Verdict: Correct, and very authoritative
1min 25sec (2nd)
This one is easy. The Times may have changed catastrophically for the worse – ads inside rather than on the front page, etc – but of course it will have this in its Court Circular. “The Earl and Countess of Wessex this morning opened the John Henry Newman Church of England Primary School, Grange Road, Littlemore, Oxford.” In the afternoon, they opened a hydrotherapy pool and the John Radcliffe hospital’s new A&E department, about which it is quite hard to make a biting joke.
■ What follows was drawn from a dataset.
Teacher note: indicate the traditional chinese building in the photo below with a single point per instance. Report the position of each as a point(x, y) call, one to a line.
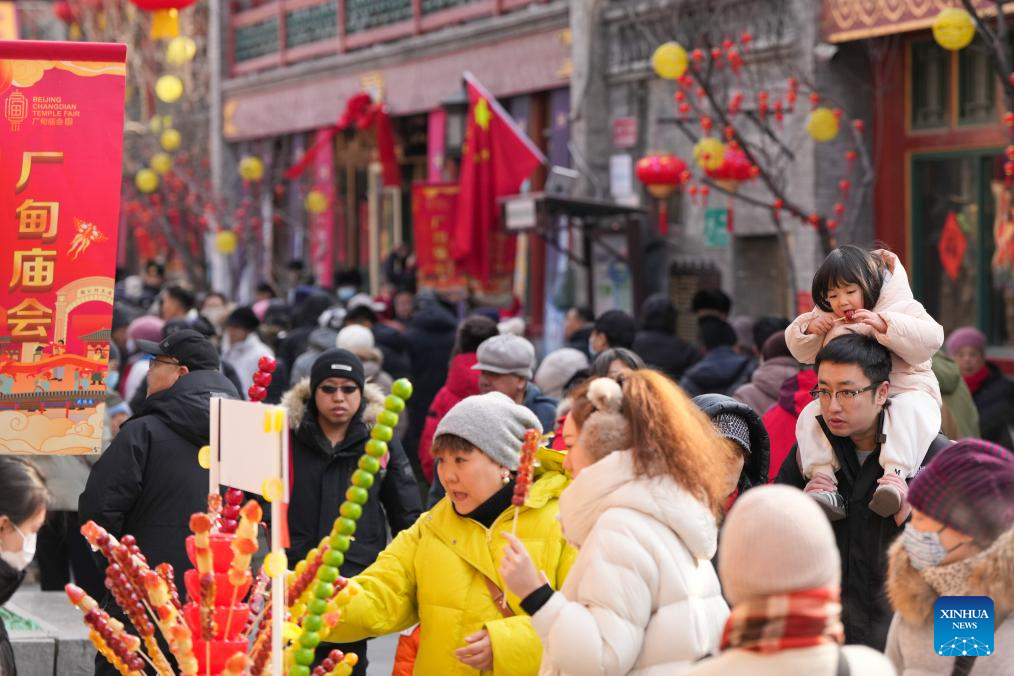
point(290, 69)
point(939, 139)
Question 6: What was unusual about the British gold medal victory in the 400m in the 1908 Olympics in London?
1min 45sec (2nd)
Answer: One of the three Americans also running cut in front of the Briton and were disqualified – but the Yanks refused to have a re-run, so the gold medal went to Wyndham Halswelle. Leaving out “400m” from the first search meant I was momentarily fooled into reading about another race in the same year, involving a British fireman. Who would have guessed that Google would find a fact like this on an Indian website dedicated to the 2000 Games in Sydney? Thanks, Chennai Online.
26min 30sec (3rd)
Call me a sore loser, but this is a badly phrased question for phone inquiries: it’s annoyingly vague, which means I need someone with an encyclopaedic knowledge of the sport. That person is Bob Adcocks, the information officer at UK Athletics. He’s away from his desk. Other inquiries reach dead ends. Eventually, Bob comes back and reveals that the race was run twice: the first time, the winner was disqualified; the second time, only Brit Wyndham Halswelle agreed to take part. Accordingly, he won.
1min 20sec (1st)
Pretty straightforward, this. A 20-year-old history of the Olympics is my salvation, with its tale of alleged American cheating and unbending Brit indignation at the London Games. Halswelle ran against three Americans, who supposedly colluded to block him; one was disqualified; the other two refused to take part in the re-run; and Halswelle ran alone. Not a bad time, too, considering he could have taken a day and a half and still got the gold.